Morocco is a very unique destination. Located in North Africa but still carrying the vibe of the Middle East. Morocco is full of culture, languages, sights, great food, amazing landscapes, and best of all, relatively safe. This makes it a popular destination for independent travelers and backpackers flock to the various areas around the country.
Morocco is not your every day tourist destination though. Being a conservative Islamic republic, you should be mindful of Moroccan’s customs and be respectful in your dress. This means that, despite the often warm temperatures, you should not plan on walking around in shorts and short-sleeved t-shirts. This goes for both men and women.

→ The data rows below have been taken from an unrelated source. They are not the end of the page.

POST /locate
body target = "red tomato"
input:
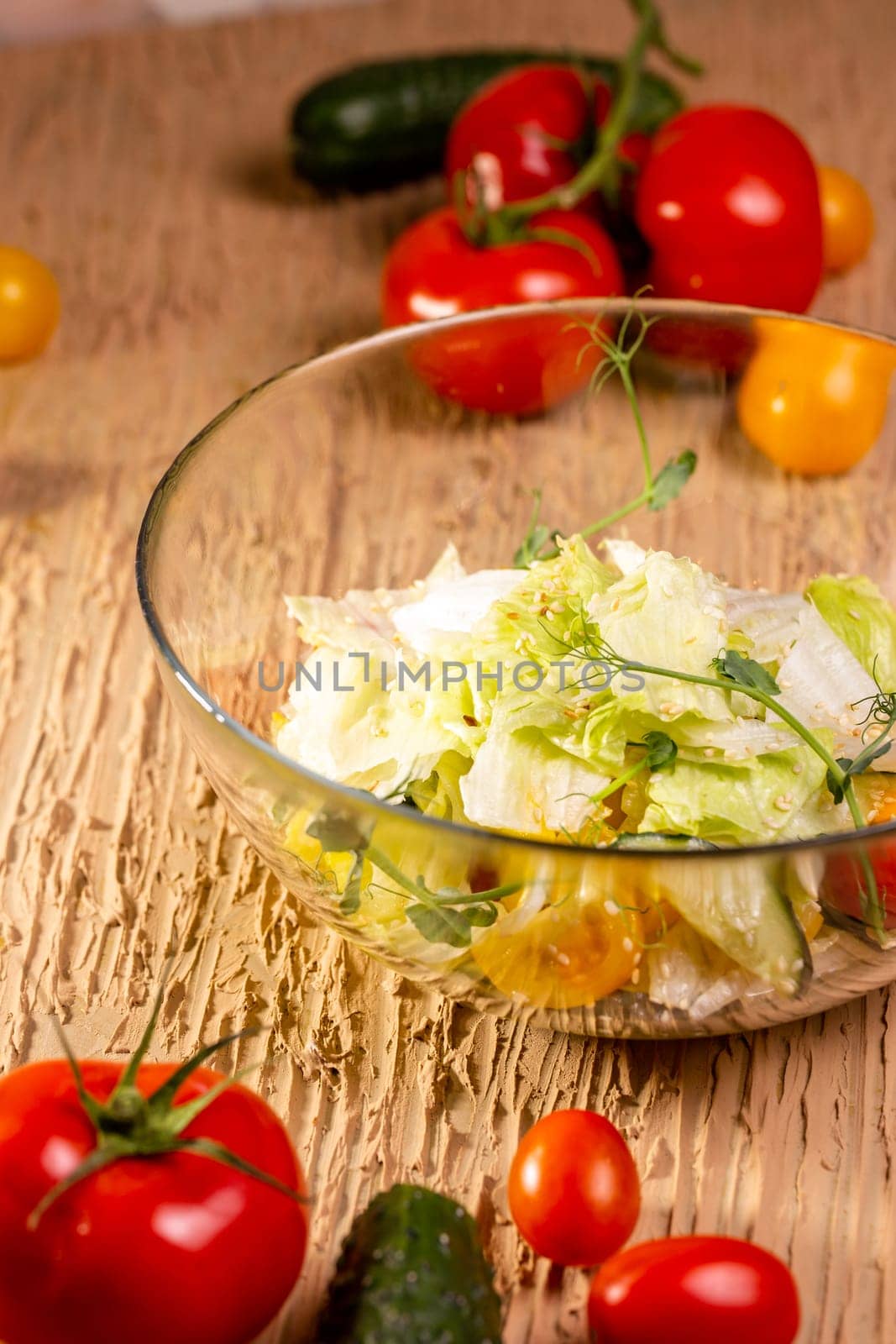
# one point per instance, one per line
(728, 201)
(526, 131)
(574, 1189)
(844, 884)
(517, 367)
(175, 1247)
(694, 1290)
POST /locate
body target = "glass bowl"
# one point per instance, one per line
(352, 472)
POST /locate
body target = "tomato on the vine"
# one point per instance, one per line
(848, 218)
(574, 1189)
(526, 131)
(728, 201)
(157, 1236)
(694, 1289)
(519, 367)
(815, 398)
(29, 306)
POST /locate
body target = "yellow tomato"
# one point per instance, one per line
(848, 218)
(813, 398)
(29, 306)
(567, 956)
(876, 797)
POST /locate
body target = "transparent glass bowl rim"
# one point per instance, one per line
(398, 336)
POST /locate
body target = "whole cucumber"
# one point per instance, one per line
(411, 1272)
(385, 123)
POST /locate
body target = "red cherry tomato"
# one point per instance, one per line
(174, 1247)
(728, 202)
(517, 367)
(844, 882)
(574, 1189)
(694, 1290)
(526, 132)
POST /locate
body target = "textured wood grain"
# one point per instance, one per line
(145, 170)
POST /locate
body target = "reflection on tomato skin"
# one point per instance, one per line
(815, 398)
(515, 367)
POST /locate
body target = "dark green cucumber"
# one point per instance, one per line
(385, 123)
(411, 1272)
(654, 840)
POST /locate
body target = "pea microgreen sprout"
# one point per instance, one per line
(661, 752)
(445, 914)
(540, 542)
(732, 671)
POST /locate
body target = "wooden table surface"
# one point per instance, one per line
(145, 170)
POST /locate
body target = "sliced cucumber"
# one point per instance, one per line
(743, 911)
(658, 840)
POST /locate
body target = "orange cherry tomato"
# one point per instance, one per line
(574, 1189)
(815, 398)
(846, 219)
(567, 956)
(29, 306)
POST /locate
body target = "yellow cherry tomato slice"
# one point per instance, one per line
(29, 306)
(813, 398)
(848, 218)
(569, 954)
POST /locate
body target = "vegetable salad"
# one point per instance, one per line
(606, 698)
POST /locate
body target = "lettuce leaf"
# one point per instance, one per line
(521, 783)
(669, 613)
(825, 685)
(777, 796)
(859, 615)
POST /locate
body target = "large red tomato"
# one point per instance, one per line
(694, 1290)
(174, 1247)
(526, 131)
(517, 367)
(728, 201)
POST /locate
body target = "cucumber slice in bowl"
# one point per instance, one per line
(738, 906)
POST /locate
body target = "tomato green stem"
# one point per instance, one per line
(602, 165)
(134, 1126)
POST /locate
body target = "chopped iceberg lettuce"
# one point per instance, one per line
(532, 726)
(743, 801)
(668, 613)
(859, 615)
(521, 783)
(825, 685)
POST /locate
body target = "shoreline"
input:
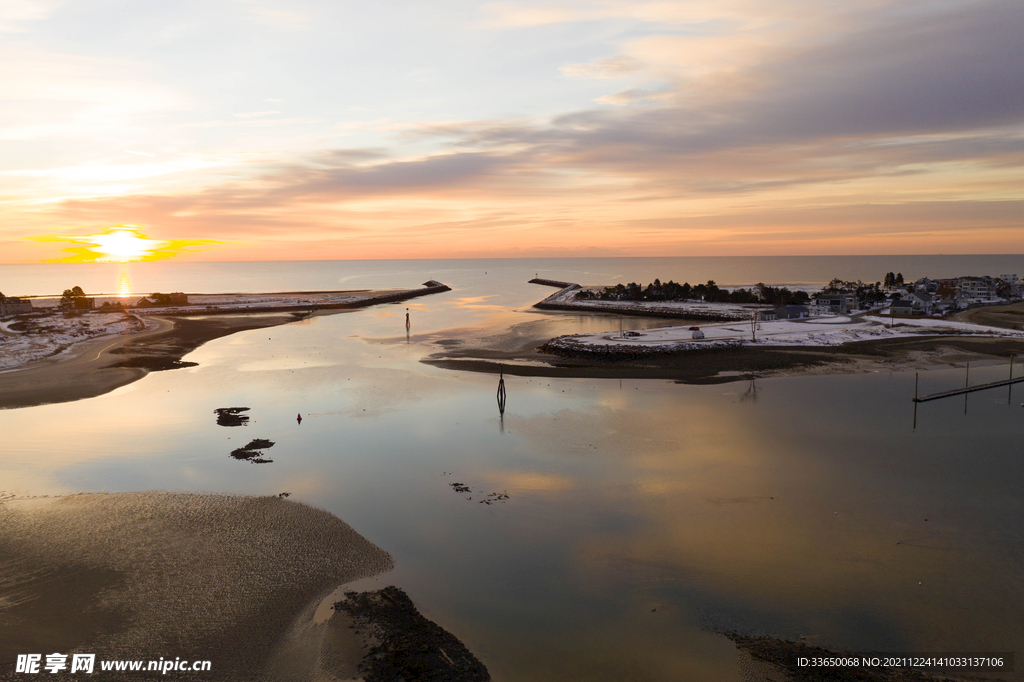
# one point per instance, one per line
(232, 580)
(98, 366)
(137, 576)
(730, 358)
(719, 366)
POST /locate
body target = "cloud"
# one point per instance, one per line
(253, 115)
(615, 67)
(779, 130)
(14, 13)
(632, 95)
(274, 15)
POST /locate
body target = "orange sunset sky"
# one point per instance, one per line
(263, 129)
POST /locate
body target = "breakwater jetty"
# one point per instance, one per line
(553, 283)
(564, 299)
(571, 346)
(430, 287)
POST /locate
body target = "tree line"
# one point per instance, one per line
(671, 291)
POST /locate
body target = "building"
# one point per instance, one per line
(177, 298)
(835, 302)
(902, 306)
(14, 306)
(921, 302)
(791, 312)
(977, 289)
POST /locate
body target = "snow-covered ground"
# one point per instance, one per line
(697, 308)
(815, 332)
(52, 334)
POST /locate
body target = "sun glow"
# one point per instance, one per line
(120, 244)
(123, 244)
(124, 283)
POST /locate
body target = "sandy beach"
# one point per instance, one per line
(726, 365)
(93, 368)
(150, 574)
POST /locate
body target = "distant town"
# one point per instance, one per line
(924, 297)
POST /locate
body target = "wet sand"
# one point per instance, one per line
(1008, 316)
(94, 368)
(151, 574)
(725, 365)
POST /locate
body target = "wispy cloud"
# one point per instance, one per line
(733, 127)
(614, 67)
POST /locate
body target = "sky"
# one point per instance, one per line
(264, 129)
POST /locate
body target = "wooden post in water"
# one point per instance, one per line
(501, 393)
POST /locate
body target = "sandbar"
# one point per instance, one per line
(139, 576)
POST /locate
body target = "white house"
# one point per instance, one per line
(13, 306)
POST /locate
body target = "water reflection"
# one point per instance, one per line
(640, 515)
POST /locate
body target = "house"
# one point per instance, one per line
(977, 289)
(926, 285)
(791, 312)
(921, 302)
(902, 306)
(177, 298)
(835, 302)
(13, 306)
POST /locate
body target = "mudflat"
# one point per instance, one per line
(725, 365)
(94, 368)
(150, 574)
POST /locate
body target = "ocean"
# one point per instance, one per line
(99, 279)
(643, 517)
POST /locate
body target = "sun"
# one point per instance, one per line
(123, 244)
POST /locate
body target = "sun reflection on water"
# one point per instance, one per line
(124, 284)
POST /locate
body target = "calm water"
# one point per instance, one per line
(310, 275)
(793, 507)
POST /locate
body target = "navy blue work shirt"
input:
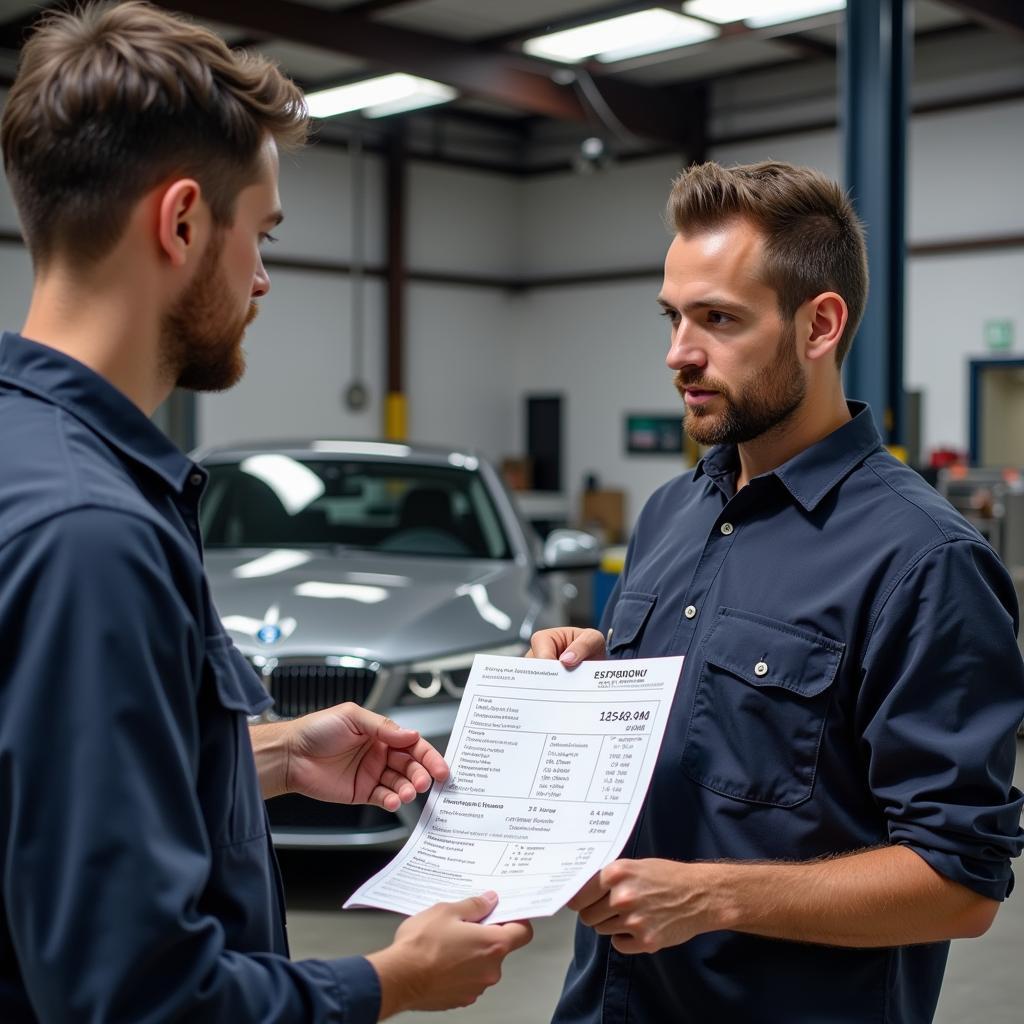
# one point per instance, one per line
(138, 881)
(851, 679)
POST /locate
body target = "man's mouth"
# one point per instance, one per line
(697, 396)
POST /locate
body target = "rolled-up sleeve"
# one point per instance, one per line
(942, 692)
(105, 852)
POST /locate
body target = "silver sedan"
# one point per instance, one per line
(373, 571)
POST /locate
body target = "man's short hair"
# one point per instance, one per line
(113, 99)
(813, 241)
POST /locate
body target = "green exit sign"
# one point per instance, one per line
(999, 335)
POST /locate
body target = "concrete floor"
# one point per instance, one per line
(984, 979)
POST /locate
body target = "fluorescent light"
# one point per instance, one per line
(619, 38)
(759, 13)
(378, 97)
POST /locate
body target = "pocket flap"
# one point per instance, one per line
(766, 652)
(238, 685)
(632, 610)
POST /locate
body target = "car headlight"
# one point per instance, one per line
(443, 679)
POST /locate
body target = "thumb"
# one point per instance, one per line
(588, 645)
(390, 732)
(475, 907)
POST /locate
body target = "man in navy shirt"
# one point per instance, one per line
(833, 801)
(138, 881)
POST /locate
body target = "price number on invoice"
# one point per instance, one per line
(627, 715)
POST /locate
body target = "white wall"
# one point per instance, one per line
(299, 350)
(964, 182)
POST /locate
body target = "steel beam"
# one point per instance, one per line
(876, 70)
(1001, 15)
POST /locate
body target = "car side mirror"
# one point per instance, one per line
(570, 549)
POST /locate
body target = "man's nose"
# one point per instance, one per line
(684, 349)
(261, 281)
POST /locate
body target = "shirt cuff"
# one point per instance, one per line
(358, 989)
(991, 879)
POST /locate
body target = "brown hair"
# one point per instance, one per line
(111, 100)
(813, 243)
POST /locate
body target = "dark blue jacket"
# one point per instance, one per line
(852, 679)
(138, 881)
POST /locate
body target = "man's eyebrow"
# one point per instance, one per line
(709, 302)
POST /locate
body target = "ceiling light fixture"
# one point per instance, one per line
(620, 38)
(379, 97)
(760, 13)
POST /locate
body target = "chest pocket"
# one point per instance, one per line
(228, 784)
(630, 615)
(759, 709)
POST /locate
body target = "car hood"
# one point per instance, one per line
(387, 608)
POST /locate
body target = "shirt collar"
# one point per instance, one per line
(56, 378)
(811, 474)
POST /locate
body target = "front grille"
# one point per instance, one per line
(301, 687)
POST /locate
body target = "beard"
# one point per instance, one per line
(201, 340)
(759, 404)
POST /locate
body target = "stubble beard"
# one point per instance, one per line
(761, 404)
(201, 344)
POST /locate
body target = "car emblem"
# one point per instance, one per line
(268, 633)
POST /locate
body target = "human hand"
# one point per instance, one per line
(348, 755)
(567, 643)
(648, 904)
(441, 958)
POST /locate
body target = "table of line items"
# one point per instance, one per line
(549, 770)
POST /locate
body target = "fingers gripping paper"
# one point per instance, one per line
(549, 771)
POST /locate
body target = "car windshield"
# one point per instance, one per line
(278, 501)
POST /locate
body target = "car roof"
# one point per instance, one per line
(348, 449)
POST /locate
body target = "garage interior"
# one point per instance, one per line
(480, 273)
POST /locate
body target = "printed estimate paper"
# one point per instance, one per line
(549, 771)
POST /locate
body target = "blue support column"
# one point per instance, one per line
(876, 74)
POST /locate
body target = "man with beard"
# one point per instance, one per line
(833, 801)
(138, 880)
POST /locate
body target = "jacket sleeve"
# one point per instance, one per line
(942, 692)
(105, 852)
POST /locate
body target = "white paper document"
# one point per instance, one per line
(549, 771)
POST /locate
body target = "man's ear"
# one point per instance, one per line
(826, 318)
(181, 221)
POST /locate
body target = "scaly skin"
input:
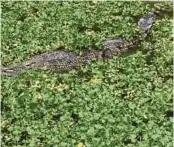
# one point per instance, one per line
(64, 61)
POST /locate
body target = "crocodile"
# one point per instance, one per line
(64, 61)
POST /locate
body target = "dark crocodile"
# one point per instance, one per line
(64, 61)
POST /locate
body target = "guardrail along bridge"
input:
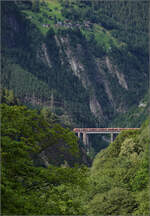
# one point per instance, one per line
(111, 131)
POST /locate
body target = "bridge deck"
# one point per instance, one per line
(101, 130)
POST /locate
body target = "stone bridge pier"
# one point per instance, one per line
(86, 131)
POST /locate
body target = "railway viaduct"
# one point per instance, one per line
(111, 131)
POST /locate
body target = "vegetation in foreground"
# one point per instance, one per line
(116, 184)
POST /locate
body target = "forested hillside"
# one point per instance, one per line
(66, 64)
(87, 61)
(116, 184)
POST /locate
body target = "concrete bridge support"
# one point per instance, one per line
(112, 137)
(79, 135)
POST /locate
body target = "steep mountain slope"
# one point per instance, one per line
(116, 184)
(82, 67)
(120, 176)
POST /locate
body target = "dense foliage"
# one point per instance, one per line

For men, jeans, khaki’s and cargo pants are acceptable and long sleeved t-shirts, thin jackets, or lightweight casual button-down shirts are recommended.
Women can generally follow the above recommendations but just be mindful to not wear tops that expose cleavage or have short sleeves. It may not be considered risque in western culture, but these items are generally unacceptable in Moroccan culture.
Recommended Packing List:
- 4-5 shirts (or blouses) – preferably long sleeved
- 1 jacket or sweater
- 2 pairs of comfortable pants
- swim suit – if you’re visiting the beach
- hat – especially if you’re visiting the desert
- enough socks and underwear
- comfortable sneakers or hiking shoes
- toiletries – don’t go overboard, but shopping for your typical toiletries in Morocco might be difficult
- digital camera – smaller is better
Morocco isn’t particularly dangerous, but places like Tangiers do suffer from slightly more than normal amounts of petty theft. If you are spending time in any medina areas and want to take photographs, a small camera is a better idea. Remember, this is where Moroccan’s live and work and aren’t necessarily tourist areas, despite the popularity of them.